Seppala didn’t start out working with dogs, though. He was recruited to Alaska from Norway by fellow Norwegian Jafet Lindeberg, who had struck it rich in Nome. Lindeberg convinced Seppala to come work for his Pioneer Mining Company. The work was difficult for Seppala, and he regretted his decision to leave home, until he became a sled dog driver, mushing supplies up to 100 miles each day. When Lindeberg asked him to train a sled dog team for an expedition Roald Amundsen was planning, he found his calling. The expedition was ultimately cancelled and Seppala got to keep the dogs.

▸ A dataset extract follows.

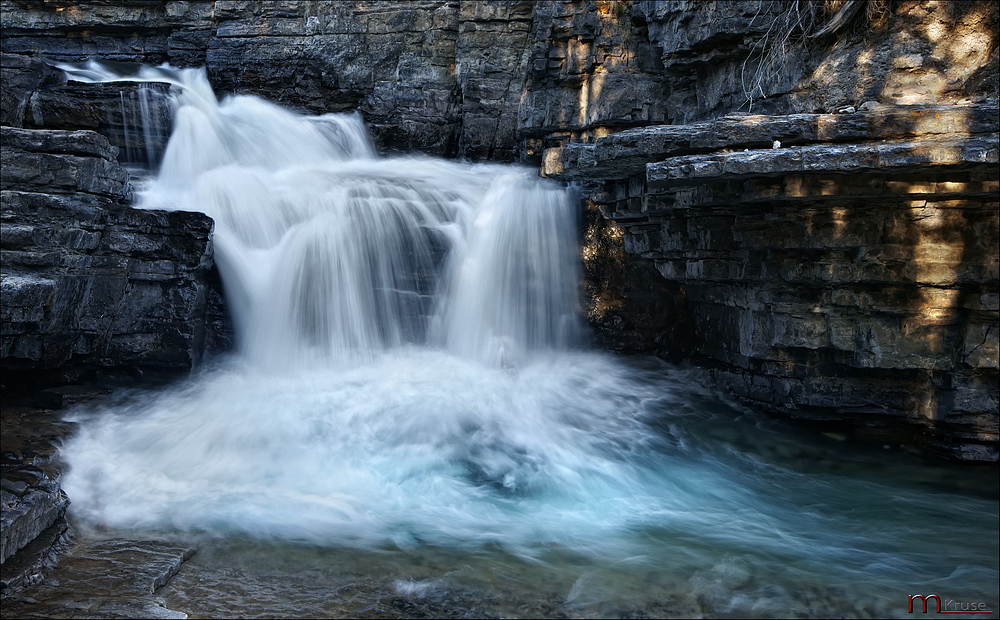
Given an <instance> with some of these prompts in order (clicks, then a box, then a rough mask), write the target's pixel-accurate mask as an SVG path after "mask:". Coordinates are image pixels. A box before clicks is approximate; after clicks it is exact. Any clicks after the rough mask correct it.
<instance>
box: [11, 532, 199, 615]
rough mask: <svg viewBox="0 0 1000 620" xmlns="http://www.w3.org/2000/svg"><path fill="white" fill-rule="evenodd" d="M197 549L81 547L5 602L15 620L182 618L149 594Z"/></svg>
mask: <svg viewBox="0 0 1000 620" xmlns="http://www.w3.org/2000/svg"><path fill="white" fill-rule="evenodd" d="M194 553H195V547H194V546H193V545H188V544H185V543H176V542H169V541H163V540H126V539H111V540H102V541H91V542H84V543H82V544H80V545H78V546H76V547H75V548H74V549H73V550H71V551H70V553H68V554H67V555H66V556H64V557H63V558H62V559H60V561H59V563H58V564H57V565H56V567H55V569H54V570H53V572H52V574H51V575H50V576H49V578H48V579H46V580H45V581H43V582H42V583H40V584H38V585H36V586H34V587H31V588H28V589H26V590H24V591H22V592H20V593H19V595H18V596H16V597H11V598H9V599H7V600H5V601H4V604H3V606H4V615H5V616H8V615H9V616H10V617H17V618H79V617H87V618H186V617H187V615H186V614H184V613H182V612H178V611H173V610H170V609H167V608H165V607H164V606H163V604H162V602H160V601H158V600H157V599H156V598H154V597H153V593H154V592H155V591H156V590H157V589H158V588H160V587H162V586H163V585H164V584H166V583H167V581H169V579H170V578H171V577H172V576H173V575H174V574H175V573H176V572H177V571H178V570H180V567H181V564H182V563H183V562H184V561H185V560H187V559H188V558H190V557H191V556H192V555H194Z"/></svg>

Later, he began racing in the All Alaska Sweepstakes, winning a spot in the annals of sled dog racing history for three wins. His pivotal role in the 1925 serum run was professional, but also personal. His eight-year-old daughter Sigrid was in Nome, in danger of contracting diphtheria herself. Seppala and his team mushed five times farther than any other team during that effort. Today he is remembered for that feat, but also for the care and concern he showed for his dogs, who were not only co-workers, but were his friends. The prestigious Alaska Airlines Leonhard Seppala Humanitarian Award is given annually to the Iditarod musher who illustrates outstanding dog care throughout the race.
Learn more about Leonhard Seppala at the Carrie M. McLain Memorial Museum, take a stroll down Front Street, where he won the All Alaska Sweepstakes three times, or reflect on Seppala’s contributions as you head into town from the airport on Seppala Drive.